Reviewed by Lexie CornerJun 3 2025
A study published in Advanced Materials reports that scientists at ETH Zurich have developed an ultra-thin lens capable of converting infrared radiation into visible light by halving the wavelength of the incoming light.
Schematics of a classic lens compared to a metalens. Image Credit: Ü. Talts / ETH Zurich
A study published in Advanced Materials reports that scientists at ETH Zurich have developed an ultra-thin lens capable of converting infrared radiation into visible light by halving the wavelength of the incoming light.
Lenses are among the most commonly used optical components. For example, camera lenses focus light to produce clear images or videos. The shift from bulky cameras to compact smartphone cameras illustrates recent progress in optical design.
However, even advanced smartphone cameras require a stack of lenses, often making the lens assembly the thickest part of the device. This is due to a fundamental limitation of traditional lens design: thick lenses are needed to bend light effectively and form a sharp image on the sensor.
In the past decade, researchers have worked to address this limitation, leading to the development of metalenses. These lenses are flat and mimic the behavior of conventional lenses. They are also significantly thinner—up to 40 times thinner than a human hair—and lighter, as they do not require glass.
Metalenses rely on a special metasurface made of structures only a few hundred nanometres in size. (One nanometre is one billionth of a metre.) These nanostructures can redirect light, allowing the lens to be much thinner and more compact.

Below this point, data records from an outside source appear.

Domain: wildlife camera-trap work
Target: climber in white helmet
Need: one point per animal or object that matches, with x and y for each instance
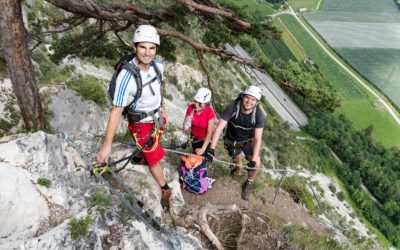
(244, 122)
(146, 116)
(199, 121)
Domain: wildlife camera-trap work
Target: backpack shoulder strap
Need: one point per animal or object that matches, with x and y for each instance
(136, 75)
(158, 72)
(236, 109)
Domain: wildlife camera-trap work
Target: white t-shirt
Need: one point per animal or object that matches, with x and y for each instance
(125, 89)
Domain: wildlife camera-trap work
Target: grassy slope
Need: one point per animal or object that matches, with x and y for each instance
(290, 41)
(357, 105)
(309, 4)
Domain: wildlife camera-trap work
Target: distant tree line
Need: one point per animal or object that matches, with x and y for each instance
(365, 162)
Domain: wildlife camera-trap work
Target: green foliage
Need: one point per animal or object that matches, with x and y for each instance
(167, 50)
(102, 48)
(63, 46)
(217, 34)
(100, 199)
(3, 67)
(79, 227)
(332, 187)
(314, 93)
(50, 72)
(297, 189)
(90, 89)
(367, 162)
(44, 182)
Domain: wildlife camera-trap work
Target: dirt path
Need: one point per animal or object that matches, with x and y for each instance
(226, 191)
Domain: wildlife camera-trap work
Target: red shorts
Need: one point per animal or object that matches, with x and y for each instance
(154, 153)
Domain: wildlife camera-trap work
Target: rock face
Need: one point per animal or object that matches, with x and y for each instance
(37, 217)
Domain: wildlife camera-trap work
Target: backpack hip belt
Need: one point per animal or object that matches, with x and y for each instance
(137, 115)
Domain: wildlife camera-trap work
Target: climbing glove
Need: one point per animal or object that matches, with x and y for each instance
(210, 154)
(184, 145)
(251, 166)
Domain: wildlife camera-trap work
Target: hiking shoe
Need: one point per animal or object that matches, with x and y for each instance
(165, 194)
(235, 170)
(247, 189)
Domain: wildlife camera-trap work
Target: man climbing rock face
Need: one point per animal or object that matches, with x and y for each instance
(145, 115)
(244, 122)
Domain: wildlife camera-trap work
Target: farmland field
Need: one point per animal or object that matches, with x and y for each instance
(357, 105)
(252, 7)
(366, 33)
(380, 66)
(276, 50)
(340, 80)
(309, 4)
(360, 5)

When combined with certain materials, these nanostructures can also be used to study nonlinear optical phenomena. Nonlinear optics involves changing the color or wavelength of light. A common example is a green laser pointer, which starts with infrared light. This light passes through a high-quality crystal that converts it to green by halving its wavelength.
Lithium niobate is one material known for such properties. It is widely used in telecommunications to produce components that connect electronic systems with optical fibers.
Rachel Grange, a professor at ETH Zurich's Institute for Quantum Electronics, researches nanostructure fabrication using materials like lithium niobate. She and her team have developed a new method to produce metalenses from this material.
Their approach combines chemical synthesis with precise nanoengineering techniques.
The solution containing the precursors for lithium niobate crystals can be stamped while still in a liquid state. It works in a similar way to Gutenberg’s printing press.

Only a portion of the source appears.